Analogous differential behavior of vascular cells on surface features with

submicron dimensions are reported on other substrates such as SS and TiO2

nanotubes in literature 9,10

. Such behaviors can be attributed to the changes in

mechanotransduction cascades that get initiated as a part of their stress relieving

mechanisms such as membrane stretching and cytoskeletal reorganization that occur

during cell spreading on nanosurfaces via the formation of focal adhesions 11,12

.

Mechanical stimulations experienced by cells can directly activate nucleus though

cytoskeletal assembly or indirectly through various downstream signalling, thereby

influencing events such as proliferation, migration, gene expression, protein

expression, cell cycle progression etc 10

.

4.4.3 Nanoindentation and nanoscratch testing

It is important that the coatings developed on the metallic surfaces withstand

the shear forces experienced during its contact with blood.
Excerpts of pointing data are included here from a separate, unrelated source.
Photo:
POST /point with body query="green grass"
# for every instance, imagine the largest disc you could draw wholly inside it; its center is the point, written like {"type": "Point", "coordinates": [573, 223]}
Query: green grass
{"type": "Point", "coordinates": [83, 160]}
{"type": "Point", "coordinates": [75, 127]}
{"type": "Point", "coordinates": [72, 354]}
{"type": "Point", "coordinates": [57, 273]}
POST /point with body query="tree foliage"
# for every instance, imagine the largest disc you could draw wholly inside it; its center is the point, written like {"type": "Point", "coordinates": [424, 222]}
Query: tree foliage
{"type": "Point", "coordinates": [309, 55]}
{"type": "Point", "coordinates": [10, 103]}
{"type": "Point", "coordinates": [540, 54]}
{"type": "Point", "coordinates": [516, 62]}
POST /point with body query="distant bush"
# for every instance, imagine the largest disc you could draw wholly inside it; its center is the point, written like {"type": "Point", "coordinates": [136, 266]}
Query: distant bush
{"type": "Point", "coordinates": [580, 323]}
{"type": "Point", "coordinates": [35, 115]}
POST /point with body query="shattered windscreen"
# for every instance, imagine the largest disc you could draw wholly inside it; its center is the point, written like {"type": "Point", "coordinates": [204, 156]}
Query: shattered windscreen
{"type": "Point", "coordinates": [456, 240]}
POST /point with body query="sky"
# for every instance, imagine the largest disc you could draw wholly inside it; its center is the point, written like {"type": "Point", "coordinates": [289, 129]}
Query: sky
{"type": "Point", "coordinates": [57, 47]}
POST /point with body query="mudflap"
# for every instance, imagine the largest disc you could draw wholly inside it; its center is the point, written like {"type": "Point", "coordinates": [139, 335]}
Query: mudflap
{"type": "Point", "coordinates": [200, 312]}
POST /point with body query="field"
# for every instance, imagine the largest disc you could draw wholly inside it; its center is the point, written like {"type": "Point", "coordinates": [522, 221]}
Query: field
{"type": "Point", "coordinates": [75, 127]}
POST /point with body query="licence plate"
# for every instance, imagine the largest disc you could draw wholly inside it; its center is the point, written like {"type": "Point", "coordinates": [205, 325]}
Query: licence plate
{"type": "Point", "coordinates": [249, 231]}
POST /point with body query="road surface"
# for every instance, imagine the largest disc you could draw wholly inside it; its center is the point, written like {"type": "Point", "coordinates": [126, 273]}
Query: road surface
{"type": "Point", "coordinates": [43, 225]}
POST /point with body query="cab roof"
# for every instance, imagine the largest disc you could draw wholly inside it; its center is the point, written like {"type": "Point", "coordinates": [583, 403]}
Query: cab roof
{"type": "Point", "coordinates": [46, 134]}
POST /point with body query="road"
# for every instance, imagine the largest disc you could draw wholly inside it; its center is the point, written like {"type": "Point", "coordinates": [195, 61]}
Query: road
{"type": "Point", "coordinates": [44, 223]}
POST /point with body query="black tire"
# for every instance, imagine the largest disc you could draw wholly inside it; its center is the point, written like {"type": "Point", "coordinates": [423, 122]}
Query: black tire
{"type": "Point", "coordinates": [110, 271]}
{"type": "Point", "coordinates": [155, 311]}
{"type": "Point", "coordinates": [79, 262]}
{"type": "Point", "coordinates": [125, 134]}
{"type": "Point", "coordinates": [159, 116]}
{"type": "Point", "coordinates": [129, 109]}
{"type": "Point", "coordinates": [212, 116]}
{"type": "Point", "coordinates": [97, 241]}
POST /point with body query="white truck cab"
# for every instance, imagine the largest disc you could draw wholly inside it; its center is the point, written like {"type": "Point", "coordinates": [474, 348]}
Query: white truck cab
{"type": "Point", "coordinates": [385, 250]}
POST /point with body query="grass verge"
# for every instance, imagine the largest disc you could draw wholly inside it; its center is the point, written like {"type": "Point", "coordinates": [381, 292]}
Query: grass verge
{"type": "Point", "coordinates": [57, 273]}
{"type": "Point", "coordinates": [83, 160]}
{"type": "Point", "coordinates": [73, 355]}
To evaluate the adhesion

strength as well as other mechanical properties of titania films created on SS

substrates, nanoindentation and nanoscratch testings were carried out. In a typical

nanoindentation experiment, a controlled load was applied to the sample using an

indenter tip and the values depicting the mechanical characteristics of the sample

were obtained from a load‐displacement curve, as depicted in Fig 4.9A for the

nanomodifed samples. Here, the mechanical properties of nanostructured coating

developed on SS have been compared with the titania structures developed on

metallic Ti (discussed in Chapter 2). The loading and unloading curves for both the

nanocoatings exhibited a relatively smooth profile (without any discontinuity)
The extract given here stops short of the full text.